Having Epilepsy makes you a rarity amongst the status quo. In the times where I have had seizures in public people unaware of what is happening, leap to the misconception that I’m drunk and then move away from me. My seizures tend to be partial-complex seizures, which don’t look like the tonic clonic seizures we always see on TV so when they see someone like me spaced out, unable to move and losing her balance, of course they’re going to make negative assumptions.

And negative reactions – even when unintentional – force us to retreat right back into the closet. Just like almost emerging from the dark looking for the light, you attempt to exit the prison building by opening up a little to somebody about your condition, only to be shoved back around in the revolving door by the gust of wind that is that person’s negative reaction.

There are always assumptions. My family assume that because I’m taking medication and yet still having seizures, it’s because of something I’m doing wrong to stop myself from getting better. According to NHS choices, AEDs control seizures for around 70% of people ( and at my most recent hospital appointment, I was reminded that it sometimes takes years of experimentation before cracking the code. People often ask me that if the drugs don’t work, then why don’t I stop taking them? However do I choose to give up, or do I choose a life being served on a medical conveyor belt like the ones you get at a fancy sushi bar (yay drugs are fun!) until I find the dish that works? I guess I’m taking my seat in the restaurant where the doctors are the ones picking from the menu for me and I get what I’m given.


Accepting this is hard to digest and there are times when I do want to give up.

‘What kind of a life is this?’ I ask myself.

‘How should anybody be expected to live like this?’

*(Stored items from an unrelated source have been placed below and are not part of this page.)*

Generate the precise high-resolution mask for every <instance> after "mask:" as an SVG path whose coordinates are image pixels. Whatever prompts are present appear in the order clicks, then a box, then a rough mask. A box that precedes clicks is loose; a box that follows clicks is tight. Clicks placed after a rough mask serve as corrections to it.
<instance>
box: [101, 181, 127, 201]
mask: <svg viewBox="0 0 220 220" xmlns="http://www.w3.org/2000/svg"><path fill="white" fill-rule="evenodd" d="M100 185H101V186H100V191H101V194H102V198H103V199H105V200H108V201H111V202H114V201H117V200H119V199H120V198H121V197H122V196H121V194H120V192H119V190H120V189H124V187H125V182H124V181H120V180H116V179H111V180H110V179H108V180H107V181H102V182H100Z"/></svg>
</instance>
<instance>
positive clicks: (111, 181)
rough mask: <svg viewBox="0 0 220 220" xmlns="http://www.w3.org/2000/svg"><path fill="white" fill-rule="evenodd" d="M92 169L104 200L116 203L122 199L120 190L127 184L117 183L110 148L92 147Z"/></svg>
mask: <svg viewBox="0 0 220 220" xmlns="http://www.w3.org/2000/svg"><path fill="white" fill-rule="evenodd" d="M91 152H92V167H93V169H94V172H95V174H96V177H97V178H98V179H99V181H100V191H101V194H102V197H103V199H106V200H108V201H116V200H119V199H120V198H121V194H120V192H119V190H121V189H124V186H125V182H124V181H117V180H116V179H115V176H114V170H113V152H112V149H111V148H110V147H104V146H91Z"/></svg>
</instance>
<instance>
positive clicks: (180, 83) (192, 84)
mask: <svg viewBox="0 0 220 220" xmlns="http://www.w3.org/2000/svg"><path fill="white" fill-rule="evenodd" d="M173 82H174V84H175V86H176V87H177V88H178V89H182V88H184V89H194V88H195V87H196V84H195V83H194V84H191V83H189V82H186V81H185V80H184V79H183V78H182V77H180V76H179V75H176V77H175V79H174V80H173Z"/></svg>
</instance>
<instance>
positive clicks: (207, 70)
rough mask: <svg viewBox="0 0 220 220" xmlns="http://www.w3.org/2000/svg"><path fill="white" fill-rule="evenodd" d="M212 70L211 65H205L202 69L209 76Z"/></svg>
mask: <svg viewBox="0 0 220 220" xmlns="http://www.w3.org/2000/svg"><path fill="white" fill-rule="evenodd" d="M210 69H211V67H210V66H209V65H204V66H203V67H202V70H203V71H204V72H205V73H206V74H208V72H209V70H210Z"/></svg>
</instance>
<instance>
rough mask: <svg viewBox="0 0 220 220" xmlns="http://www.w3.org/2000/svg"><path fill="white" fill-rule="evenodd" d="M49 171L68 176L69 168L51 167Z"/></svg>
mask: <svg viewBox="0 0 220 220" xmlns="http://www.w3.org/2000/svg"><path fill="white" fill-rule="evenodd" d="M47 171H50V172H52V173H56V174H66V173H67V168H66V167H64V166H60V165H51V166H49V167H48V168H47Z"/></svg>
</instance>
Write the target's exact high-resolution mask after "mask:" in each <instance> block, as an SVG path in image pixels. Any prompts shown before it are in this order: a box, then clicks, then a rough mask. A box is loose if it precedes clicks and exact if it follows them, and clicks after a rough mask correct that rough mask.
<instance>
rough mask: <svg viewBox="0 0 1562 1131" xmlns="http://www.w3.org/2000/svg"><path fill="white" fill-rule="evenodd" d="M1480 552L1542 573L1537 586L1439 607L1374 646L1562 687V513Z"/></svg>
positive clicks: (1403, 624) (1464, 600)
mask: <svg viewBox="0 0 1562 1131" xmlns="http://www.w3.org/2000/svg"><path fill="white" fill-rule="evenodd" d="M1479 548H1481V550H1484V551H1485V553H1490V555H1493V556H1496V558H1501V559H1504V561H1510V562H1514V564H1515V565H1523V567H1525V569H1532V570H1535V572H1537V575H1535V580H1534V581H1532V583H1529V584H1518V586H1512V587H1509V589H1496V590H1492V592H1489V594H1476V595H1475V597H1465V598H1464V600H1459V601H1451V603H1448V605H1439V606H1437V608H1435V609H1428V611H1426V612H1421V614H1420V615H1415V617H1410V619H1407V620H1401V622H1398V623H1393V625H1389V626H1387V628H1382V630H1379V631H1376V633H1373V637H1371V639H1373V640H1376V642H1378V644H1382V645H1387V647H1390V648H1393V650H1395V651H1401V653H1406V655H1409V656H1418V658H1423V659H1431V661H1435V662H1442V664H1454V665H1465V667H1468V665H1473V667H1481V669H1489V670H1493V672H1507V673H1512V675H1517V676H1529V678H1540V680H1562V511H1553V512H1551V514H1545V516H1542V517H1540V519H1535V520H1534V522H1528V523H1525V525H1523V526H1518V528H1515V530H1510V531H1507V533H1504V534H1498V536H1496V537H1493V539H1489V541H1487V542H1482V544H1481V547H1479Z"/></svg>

‘What have I done to deserve this?’


To me, Epilepsy is like being trapped on a merry-go-round. You lose complete control because somebody else is steering and faster and faster you’re taken around and around. You know that you’re about to fall over the edge at any moment because you’ve got that sick feeling in your stomach. You feel dizzy and lose all of your bearings as your surroundings become blurry until you’re finally thrown off into the unknown. You’re losing control of your body and also losing a part of yourself over and over again and in that moment, there is absolutely nothing that you can do about it.

I read one woman’s story online, whose husband had called her selfish for having seizures (regardless of medication) and not being able to live a normal life. To him, she wasn’t doing enough for him. I’ve had the same negative reactions from family members of my own.

On the other hand, in comparison to others, my Epilepsy could be worse.

I have the freedom of having a job (when I’m well enough to go into work!), living in London with friends, and studying for my Masters. I can’t drive, but at least I can take a walk on my own when I feel up to it. Until recently, I was able to run – however my seizures have started to get worse again which means that I’ve had to put my running days on hold. For now. Thankfully my partner has always known me as an Epileptic and has been there for me throughout. Episodes where I can’t string a sentence together or forget what I’m saying midsentence are all the norm for us as a couple!

However I still have my doubts: why would anybody want to marry somebody who’s always ill, tired, depressed? Someone who has to choose between staying on medication or having a child? Life is forever uncertain, however as an Epileptic that uncertainty is an endless merry-go-round.


I’m Cece Alexandra and I have Epilepsy. Since being diagnosed, my life has changed significantly. After studying and teaching Humanities and Literature for all of my adult life, I was bullied and lost my job a month before qualifying to become an English Teacher. Once you fail the Teacher Training course in England, you cannot ever retrain; I then became too sick to work because of my Epilepsy. I am now currently studying an MSc in Mental Health Psychology with the University of Liverpool. My disability provokes me into raising awareness for invisible disabilities, which I also actively partake in with Epilepsy Action. Part of that awareness is to help fight against invisible disability discrimination - I believe that this behaviour is not cognitively unconscious; modern society is actively partaking in a hierarchy of disabilities and I believe that there is not enough psychological research to prove this. I am also clinically interested in Cultural Psychology - particularly Collectivist Culture, and wish to pursue this further in my academic career.